Track: Track 1: Original Research/Position/Education/Attention Track
Keywords: science agents; test-time scaling
Abstract: Autonomous science agents, built on large language models (LLMs), are increasingly being investigated to generate hypotheses, design experiments, and produce reports. Prior science agents primarily focus on open-ended scientific problems, where such outputs—hypotheses, experiments, or analyses are inherently subjective and thus difficult to evaluate rigorously. In contrast, existing scientific coding benchmarks provide tasks with clearly defined, executable outputs that enable objective assessment. However, current agent-based approaches to these benchmarks remain engineering-driven pipelines, lacking principled framework design. This mismatch exposes a gap: the absence of end-to-end, principled science agent frameworks for scientific coding tasks. We address this gap by focusing on scientific coding tasks, where evaluation can be made rigorously, and introducing an agent framework SciNav (Scientific Navigator) that enables more effective solution exploration.
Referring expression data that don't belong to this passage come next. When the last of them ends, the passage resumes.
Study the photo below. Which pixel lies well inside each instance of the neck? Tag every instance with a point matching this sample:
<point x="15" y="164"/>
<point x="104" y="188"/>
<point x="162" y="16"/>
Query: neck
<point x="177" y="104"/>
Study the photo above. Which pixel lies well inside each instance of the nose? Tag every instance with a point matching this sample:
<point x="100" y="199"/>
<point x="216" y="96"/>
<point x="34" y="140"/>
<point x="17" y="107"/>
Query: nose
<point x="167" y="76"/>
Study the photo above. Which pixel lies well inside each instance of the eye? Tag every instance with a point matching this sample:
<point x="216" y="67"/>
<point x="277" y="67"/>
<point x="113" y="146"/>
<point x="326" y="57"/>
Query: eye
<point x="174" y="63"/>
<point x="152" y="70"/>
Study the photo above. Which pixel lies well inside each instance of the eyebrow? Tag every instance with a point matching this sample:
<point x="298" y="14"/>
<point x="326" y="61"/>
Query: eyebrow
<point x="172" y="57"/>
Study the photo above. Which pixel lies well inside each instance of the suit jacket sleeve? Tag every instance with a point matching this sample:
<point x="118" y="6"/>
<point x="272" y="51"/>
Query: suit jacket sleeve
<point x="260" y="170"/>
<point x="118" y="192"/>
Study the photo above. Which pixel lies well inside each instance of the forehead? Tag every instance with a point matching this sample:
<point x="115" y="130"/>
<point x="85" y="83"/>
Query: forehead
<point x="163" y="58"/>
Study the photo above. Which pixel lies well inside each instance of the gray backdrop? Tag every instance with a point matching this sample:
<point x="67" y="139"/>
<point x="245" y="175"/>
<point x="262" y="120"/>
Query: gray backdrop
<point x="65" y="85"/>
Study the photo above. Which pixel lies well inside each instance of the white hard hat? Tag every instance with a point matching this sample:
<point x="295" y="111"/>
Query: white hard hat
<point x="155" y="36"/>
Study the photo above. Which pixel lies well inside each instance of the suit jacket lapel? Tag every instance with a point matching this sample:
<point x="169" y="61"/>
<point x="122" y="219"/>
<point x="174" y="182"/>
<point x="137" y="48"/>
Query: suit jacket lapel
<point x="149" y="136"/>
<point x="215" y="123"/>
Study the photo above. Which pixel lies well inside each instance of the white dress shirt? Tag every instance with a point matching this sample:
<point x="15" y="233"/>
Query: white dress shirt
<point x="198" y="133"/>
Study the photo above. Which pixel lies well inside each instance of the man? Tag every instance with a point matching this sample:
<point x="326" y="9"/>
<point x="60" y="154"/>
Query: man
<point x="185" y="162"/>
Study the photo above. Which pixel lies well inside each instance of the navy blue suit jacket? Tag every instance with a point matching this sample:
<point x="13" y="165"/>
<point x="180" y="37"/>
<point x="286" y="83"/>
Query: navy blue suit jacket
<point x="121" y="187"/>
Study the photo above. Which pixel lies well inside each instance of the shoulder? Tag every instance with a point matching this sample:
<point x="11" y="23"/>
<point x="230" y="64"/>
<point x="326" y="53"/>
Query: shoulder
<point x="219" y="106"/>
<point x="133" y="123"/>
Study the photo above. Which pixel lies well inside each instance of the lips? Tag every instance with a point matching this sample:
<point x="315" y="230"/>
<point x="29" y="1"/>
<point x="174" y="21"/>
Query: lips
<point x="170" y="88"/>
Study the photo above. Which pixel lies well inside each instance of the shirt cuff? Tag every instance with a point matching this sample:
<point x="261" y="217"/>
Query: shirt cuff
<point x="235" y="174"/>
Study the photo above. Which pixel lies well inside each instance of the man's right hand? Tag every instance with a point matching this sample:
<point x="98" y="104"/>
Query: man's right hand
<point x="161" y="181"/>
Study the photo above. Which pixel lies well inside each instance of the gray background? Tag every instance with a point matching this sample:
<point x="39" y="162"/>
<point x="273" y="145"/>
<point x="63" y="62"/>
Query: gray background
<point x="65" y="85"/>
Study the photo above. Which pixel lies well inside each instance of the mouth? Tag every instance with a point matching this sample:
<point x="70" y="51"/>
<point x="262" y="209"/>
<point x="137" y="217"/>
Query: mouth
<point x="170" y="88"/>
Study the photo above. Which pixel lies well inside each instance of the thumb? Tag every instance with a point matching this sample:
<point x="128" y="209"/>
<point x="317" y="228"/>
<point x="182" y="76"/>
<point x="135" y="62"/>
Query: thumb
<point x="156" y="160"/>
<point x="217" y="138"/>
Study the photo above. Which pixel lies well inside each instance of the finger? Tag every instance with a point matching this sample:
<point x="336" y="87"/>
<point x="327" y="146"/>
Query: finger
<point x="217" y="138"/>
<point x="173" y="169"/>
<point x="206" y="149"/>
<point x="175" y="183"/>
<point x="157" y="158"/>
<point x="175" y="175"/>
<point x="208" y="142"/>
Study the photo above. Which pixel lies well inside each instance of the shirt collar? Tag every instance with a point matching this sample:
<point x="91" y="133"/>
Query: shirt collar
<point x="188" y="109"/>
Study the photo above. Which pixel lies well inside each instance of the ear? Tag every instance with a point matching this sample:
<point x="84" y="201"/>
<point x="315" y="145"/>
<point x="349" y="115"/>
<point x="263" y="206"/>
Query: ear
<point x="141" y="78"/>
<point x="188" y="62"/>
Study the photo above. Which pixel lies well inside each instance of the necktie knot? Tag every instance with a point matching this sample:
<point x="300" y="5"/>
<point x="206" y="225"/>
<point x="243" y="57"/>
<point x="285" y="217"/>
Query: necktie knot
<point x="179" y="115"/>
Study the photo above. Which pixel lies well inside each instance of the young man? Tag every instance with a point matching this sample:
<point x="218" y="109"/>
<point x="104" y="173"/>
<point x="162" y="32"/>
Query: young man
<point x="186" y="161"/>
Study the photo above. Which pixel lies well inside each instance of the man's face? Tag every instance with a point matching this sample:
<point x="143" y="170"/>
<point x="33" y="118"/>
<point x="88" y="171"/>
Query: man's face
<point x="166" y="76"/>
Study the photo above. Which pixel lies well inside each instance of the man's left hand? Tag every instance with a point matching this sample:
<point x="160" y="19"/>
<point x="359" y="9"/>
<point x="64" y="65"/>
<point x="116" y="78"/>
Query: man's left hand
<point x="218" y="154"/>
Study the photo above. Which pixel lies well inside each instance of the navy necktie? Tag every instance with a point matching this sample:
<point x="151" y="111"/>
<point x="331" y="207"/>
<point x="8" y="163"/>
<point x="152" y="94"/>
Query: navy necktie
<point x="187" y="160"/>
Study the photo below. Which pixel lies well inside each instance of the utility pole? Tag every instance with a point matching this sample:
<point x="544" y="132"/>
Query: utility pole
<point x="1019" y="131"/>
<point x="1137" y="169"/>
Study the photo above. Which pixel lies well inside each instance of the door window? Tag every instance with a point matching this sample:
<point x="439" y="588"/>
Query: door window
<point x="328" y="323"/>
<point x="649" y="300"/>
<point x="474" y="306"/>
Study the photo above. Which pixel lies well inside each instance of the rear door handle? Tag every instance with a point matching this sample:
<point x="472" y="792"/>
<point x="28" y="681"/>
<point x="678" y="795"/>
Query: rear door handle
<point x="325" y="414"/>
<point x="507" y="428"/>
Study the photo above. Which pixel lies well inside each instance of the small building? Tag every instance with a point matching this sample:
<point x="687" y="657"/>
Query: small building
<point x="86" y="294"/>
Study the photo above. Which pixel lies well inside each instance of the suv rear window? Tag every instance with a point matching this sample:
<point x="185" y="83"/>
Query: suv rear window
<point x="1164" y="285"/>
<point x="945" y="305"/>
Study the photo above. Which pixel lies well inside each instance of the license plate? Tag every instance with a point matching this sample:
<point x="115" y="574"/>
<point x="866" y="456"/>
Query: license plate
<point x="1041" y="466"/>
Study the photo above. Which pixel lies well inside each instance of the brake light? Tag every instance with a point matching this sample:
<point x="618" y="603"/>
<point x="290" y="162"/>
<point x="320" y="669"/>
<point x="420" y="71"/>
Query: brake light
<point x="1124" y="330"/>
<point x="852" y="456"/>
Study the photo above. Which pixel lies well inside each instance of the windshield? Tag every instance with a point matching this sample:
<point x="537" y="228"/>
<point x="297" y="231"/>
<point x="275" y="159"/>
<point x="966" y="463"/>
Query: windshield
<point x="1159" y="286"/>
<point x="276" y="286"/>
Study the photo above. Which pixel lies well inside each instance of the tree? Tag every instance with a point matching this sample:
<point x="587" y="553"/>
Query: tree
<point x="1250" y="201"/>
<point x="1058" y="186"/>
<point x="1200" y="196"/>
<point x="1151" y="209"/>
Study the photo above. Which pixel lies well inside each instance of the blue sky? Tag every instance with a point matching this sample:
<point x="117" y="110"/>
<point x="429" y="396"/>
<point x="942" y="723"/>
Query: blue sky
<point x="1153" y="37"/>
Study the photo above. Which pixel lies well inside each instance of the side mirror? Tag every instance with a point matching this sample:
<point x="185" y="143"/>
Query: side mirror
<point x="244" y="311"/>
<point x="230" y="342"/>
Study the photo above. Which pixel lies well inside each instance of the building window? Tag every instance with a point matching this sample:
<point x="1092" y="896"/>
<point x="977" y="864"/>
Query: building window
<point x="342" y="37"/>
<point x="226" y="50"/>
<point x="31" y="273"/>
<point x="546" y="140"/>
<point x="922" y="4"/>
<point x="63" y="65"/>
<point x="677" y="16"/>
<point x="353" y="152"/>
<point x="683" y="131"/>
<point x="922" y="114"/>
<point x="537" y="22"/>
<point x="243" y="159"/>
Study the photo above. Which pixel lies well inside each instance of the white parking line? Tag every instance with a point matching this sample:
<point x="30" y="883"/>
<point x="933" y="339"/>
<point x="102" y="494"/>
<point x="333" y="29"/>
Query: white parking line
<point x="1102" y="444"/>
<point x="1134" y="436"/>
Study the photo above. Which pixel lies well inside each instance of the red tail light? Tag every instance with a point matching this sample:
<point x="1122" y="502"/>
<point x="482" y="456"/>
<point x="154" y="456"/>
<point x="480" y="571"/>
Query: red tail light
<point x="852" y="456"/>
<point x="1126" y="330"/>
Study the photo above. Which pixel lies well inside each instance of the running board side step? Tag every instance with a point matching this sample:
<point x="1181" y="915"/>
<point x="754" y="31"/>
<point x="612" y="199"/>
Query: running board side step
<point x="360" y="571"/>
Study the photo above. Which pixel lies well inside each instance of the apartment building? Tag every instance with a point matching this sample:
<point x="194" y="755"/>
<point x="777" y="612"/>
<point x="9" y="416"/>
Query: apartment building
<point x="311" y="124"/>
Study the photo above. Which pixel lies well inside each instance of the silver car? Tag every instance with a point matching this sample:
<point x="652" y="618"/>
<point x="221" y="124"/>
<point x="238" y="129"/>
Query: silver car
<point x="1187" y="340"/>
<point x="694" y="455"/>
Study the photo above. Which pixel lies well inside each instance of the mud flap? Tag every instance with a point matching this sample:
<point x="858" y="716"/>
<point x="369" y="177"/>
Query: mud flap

Our framework is designed to operate efficiently under constrained search budgets, moving beyond reliance on pre-defined success metrics and prolonged search cycles. Inspired by findings that comparative judgments often reveal finer-grained quality differences and therefore provide greater discriminative power than absolute scoring, our framework leverages pairwise relative judgments within a tree search process to select top-K promising solution branches, prune low-potential ones, and progressively narrow down the solution candidates on the selected branches guided by relative comparisons. We demonstrate our agent's effectiveness across a range of tasks including machine learning and visualization on ScienceAgentBench. Experiments show that SciNav significantly outperforms direct prompting and prior agents like OpenHands and Self-Debug across different models, and exceeds different frontier comparators such as random selection and LLM absolute scoring. These results confirm the strength of our agent design and highlight the effectiveness of relative judgment–guided search for efficient, high-quality scientific coding, marking a step toward more practical science agents.